Я проснулся в слезах; это были первые слезы по отцу и по мне – его узнику, его судье, его сыну. Я включил свет и достал старые письма. Вспомнил нашу единственную встречу – баскетбольный мяч – его подарок и как он учил меня танцевать. И я понял, наверное, впервые в жизни, что даже после отъезда отца его образ был для меня опорой, я взрослел с ним, старался быть достойным его или разочаровывал.

Я подошел к окну и выглянул на улицу: первые звуки утра – грохот грузовиков с мусором и чьи-то шаги в соседней квартире. Мне нужно найти его, подумал я, и снова поговорить с ним.

 

Мигал старый фонарь в парке, длинная коричневая баржа шла к морю по серой воде. Я сел на скамейку, обдумывая разные варианты; и заметил, что к реке подошла темнокожая женщина с маленьким сыном. Мальчик потянул мать к перилам, и они стояли рядом, детская рука обхватила бедро женщины, так что теперь их фигуры сливались в сумерках. Вдруг мальчик встрепенулся, будто хотел что-то спросить. Мать пожала плечами, и он сделал несколько шагов в мою сторону.

- Простите, мистер,   – окликнул он,   – вы не знаете, почему иногда река течет здесь, а иногда вон там?

Женщина улыбнулась и покачала головой, а я сказал, что, наверное, это зависит от времени года. Кажется, ответ удовлетворил мальчугана, и он вернулся к матери. Они вдвоем исчезли в пыли; а я понял, что никогда не замечал, как течет река.

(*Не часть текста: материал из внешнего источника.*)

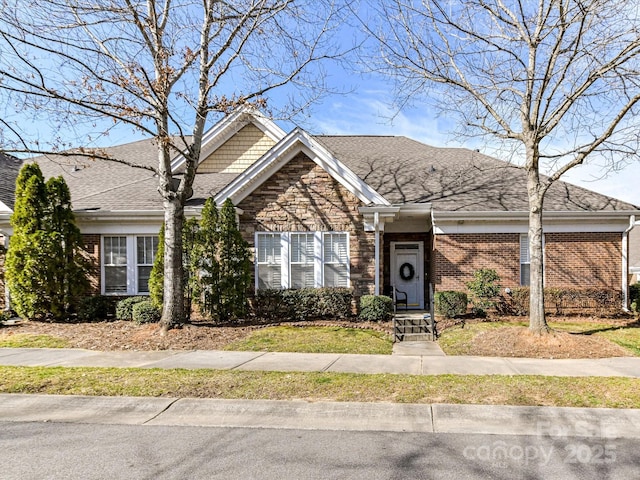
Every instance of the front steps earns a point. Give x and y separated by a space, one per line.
414 326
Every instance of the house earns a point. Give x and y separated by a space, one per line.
634 253
365 212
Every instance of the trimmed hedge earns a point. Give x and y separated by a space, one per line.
146 312
95 308
303 304
376 308
124 308
451 303
562 301
634 297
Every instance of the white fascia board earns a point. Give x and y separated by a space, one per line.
227 127
517 222
280 154
415 209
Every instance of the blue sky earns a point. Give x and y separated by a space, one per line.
367 110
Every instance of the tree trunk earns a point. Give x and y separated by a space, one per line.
173 305
537 320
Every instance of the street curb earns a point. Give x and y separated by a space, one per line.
338 416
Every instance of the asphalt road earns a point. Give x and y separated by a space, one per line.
41 450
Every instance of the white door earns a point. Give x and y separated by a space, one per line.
407 265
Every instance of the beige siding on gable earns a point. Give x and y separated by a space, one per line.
238 153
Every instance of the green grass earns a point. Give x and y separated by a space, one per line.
315 340
26 340
469 389
456 340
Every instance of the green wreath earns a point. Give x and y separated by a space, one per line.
409 274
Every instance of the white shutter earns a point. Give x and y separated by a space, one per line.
269 260
336 260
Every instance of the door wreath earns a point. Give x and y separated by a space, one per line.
407 271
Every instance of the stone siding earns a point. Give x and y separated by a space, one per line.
303 197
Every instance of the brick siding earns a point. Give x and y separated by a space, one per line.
583 260
575 260
303 197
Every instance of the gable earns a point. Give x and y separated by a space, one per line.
239 152
301 196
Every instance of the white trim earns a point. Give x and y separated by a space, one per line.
131 263
520 225
285 257
280 154
227 127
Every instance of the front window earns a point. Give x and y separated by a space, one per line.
127 261
146 250
115 265
302 259
336 260
268 260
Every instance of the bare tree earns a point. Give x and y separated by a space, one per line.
161 66
555 81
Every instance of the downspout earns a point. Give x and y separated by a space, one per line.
625 263
376 225
7 296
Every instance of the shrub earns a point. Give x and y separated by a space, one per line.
634 297
268 304
303 304
375 308
124 308
146 312
335 302
450 303
484 289
94 308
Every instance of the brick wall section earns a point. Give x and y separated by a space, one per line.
583 260
572 260
239 152
92 246
457 256
303 197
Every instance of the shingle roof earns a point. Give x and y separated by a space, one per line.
10 167
453 179
400 169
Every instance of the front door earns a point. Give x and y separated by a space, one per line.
407 265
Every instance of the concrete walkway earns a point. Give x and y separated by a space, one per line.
405 363
436 418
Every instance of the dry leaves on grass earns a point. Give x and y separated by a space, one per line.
520 342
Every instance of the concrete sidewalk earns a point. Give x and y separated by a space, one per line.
323 362
436 418
338 416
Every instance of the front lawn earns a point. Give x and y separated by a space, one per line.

Через неделю я сел в машину и уехал в Чикаго.

 

Это было старое здание, одно из старейших в Саут Сайде, все еще крепкое, хотя давно пора было заделать щели, а, может, и заменить крышу. В храме было темно, стояли несколько потрескавшихся скамеек, ковер рыжеватого оттенка с сырым запахом плесени, половицы в некоторых местах разошлись и просели, как следы на лугу. В комнате преподобного Филипса тоже все было ветхим, в сколах, только одна старинная настольная лампа отбрасывала тусклый янтарный свет. И сам преподобный Филипс – он был стар. В комнате с опущенными шторами, окруженная грудами старых книг, казалось, его фигура уходила в стену, неподвижная как портрет. Я видел лишь седые снежные волосы, а звучный голос будто бы существовал отдельно от человека и доносился до меня как голос из сна.

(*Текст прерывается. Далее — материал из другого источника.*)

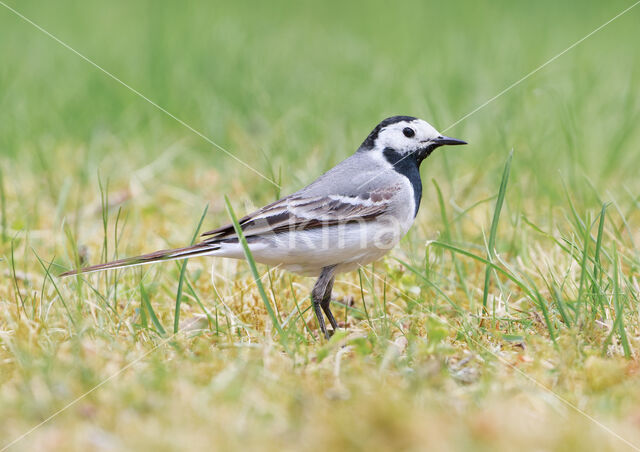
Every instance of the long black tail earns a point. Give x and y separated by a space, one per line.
157 256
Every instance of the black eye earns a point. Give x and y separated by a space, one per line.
408 132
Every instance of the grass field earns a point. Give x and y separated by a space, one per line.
507 319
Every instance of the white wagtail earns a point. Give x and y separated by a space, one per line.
350 216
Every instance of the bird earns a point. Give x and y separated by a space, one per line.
350 216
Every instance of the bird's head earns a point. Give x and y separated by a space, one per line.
406 137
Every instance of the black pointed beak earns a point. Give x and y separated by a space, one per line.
448 141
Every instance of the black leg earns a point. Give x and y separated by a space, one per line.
326 302
318 295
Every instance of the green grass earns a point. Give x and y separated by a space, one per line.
90 171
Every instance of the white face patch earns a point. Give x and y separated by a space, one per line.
406 136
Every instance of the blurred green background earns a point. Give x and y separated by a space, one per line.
297 85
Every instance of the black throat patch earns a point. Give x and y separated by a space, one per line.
409 167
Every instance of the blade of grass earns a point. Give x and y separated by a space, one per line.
447 237
183 269
146 304
494 228
3 208
256 276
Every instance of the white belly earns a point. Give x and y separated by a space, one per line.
307 252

Мы говорили почти час, в основном о церкви. Об истории черной церкви, церкви как институте, идее. Он был эрудитом и начал нашу беседу с истории религии рабов, африканцев, которые на новой враждебной земле садились в круг у огня, сплетая новые мифы со старыми ритмами, в их песнях жили самые смелые идеи – о спасении, свободе и надежде. Преподобный вспоминал Южную церковь своей молодости, маленькую, деревянную, с побелкой, он сказал, пришлось потрудиться, чтобы ее построить, издольщики берегли каждый цент. И там ясным, жарким воскресным утром весь невыразимый ужас и кровоточащие раны осушались в слезах и криках благодарности; люди хлопали, махали руками. Так вновь разгорались все те же упрямые идеи – спасения, свободы и надежды. Он говорил о поездке Мартина Лютера Кинга в Чикаго, о зависти среди окружавших его священников, о том, как они боялись расправы. Говорил, как пришли мусульмане[1], их гнев преподобный Филипс понимал: это был его гнев, он не ждал, что расстанется с ним навсегда, но учился сдерживать его в молитве – и старался не передать тот гнев своим детям.

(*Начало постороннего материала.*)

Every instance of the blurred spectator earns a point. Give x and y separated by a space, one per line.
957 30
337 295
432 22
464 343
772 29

Теперь он рассказывал об истории церквей в Чикаго. Их были тысячи, и, казалось, он знал все: крошечные в первых этажах зданий и огромные каменные, где светлокожие прихожане сидели неподвижно, как курсанты и пели суровые гимны. Он знал движение харизматов, они дрожали всем телом, говоря на Божьем неизведанном языке. Большинство крупных церквей в Чикаго объединяет те две формы, объяснил преподобный Филипс. Это благословение, скрытое от людских глаз, когда адвокат и доктор живут и молятся рядом с рабочим и служанкой. Как огромное сердце, перегоняющее кровь, церковь передает блага, информацию, ценности и идеи от одного человека к другому, вперед и назад, между богатыми и бедными, образованными и невежественными, спасенными и грешниками.

 

Я был на парковке аэропорта в три пятнадцать и со всех ног помчался к терминалу. Я озирался, еле переводил дыхание, пробегая глазами толпы индусов, немцев, поляков, тайцев и чехов, прижимающих к себе багаж.

Проклятье! Я знал, что должен был выйти раньше. Может, она, взволнованная, пыталась позвонить. Дал ли я телефон своего офиса? Что, если она пропустила рейс? Или прошла рядом со мной, а я даже не знаю об этом?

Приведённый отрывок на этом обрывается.